I started with the following sums involving the product of Hermite polynomials.
$f(x,y;u)=\sum_{m=0}^{\infty}\frac{H_{2m}(x) H_{2m}(y)}{(2m)!}\big(\frac{u}{2}\big)^{2m} \tag{1}$
$g(x,y;u)=\sum_{m=0}^{\infty}\frac{H_{2m+1}(x) H_{2m+1}(y)}{(2m+1)!}\big(\frac{u}{2}\big)^{2m+1} \tag{2}$
where $u$ is a constant.
Using the relations of the Hermite polynomials, $H_n(x)$, to the Kummer's confluent hypergeometric function, $ {}_1 F_1(a;b;x)$, for even and odd $n$, I rewrite the sums $(1)$ and $(2)$ as follows.
$f(x,y;u)=\sum_{m=0}^{\infty}\frac{{}_1 F_1(-m;\frac{1}{2};x^2){}_1 F_1(-m;\frac{1}{2};y^2)}{m!} \big(\frac{u}{\sqrt{2}}\big)^{2m} \tag{3}$
$g(x,y;u)=\sum_{m=0}^{\infty}\frac{4xy{}_1 F_1(-m;\frac{3}{2};x^2){}_1 F_1(-m;\frac{3}{2};y^2)(2m+1)!}{(m!)^2} \big(\frac{u}{2}\big)^{2m+1} \tag{4}$
I'm wondering how to compute the sums $(3)$ and $(4)$ involving the product of hypergeometric functions. Any ideas on this would be much appreciated.
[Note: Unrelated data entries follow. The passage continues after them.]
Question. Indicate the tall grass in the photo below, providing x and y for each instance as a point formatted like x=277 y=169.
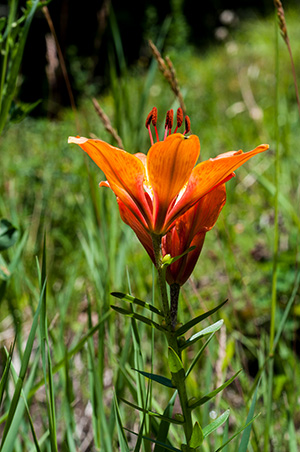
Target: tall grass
x=62 y=386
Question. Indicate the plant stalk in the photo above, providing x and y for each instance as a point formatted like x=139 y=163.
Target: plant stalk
x=170 y=317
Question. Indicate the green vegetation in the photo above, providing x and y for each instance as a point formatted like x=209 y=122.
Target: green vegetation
x=77 y=358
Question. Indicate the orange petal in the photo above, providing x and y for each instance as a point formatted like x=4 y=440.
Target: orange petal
x=170 y=164
x=125 y=174
x=143 y=236
x=208 y=175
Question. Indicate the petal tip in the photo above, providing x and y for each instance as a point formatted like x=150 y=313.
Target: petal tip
x=77 y=140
Addendum: I understand that the sum analogous to $(3)$ involving the Hermite polynomials i.e., $\sum_{m=0}^{\infty}\frac{H_{m}(x) H_{m}(y)}{m!}\big(\frac{u}{2}\big)^{m}$ has a closed-form expression given by the Mehler's formula. Therefore, in this context, is there also a closed-form expression for the sum $(3)$ and possibly, $(4)$?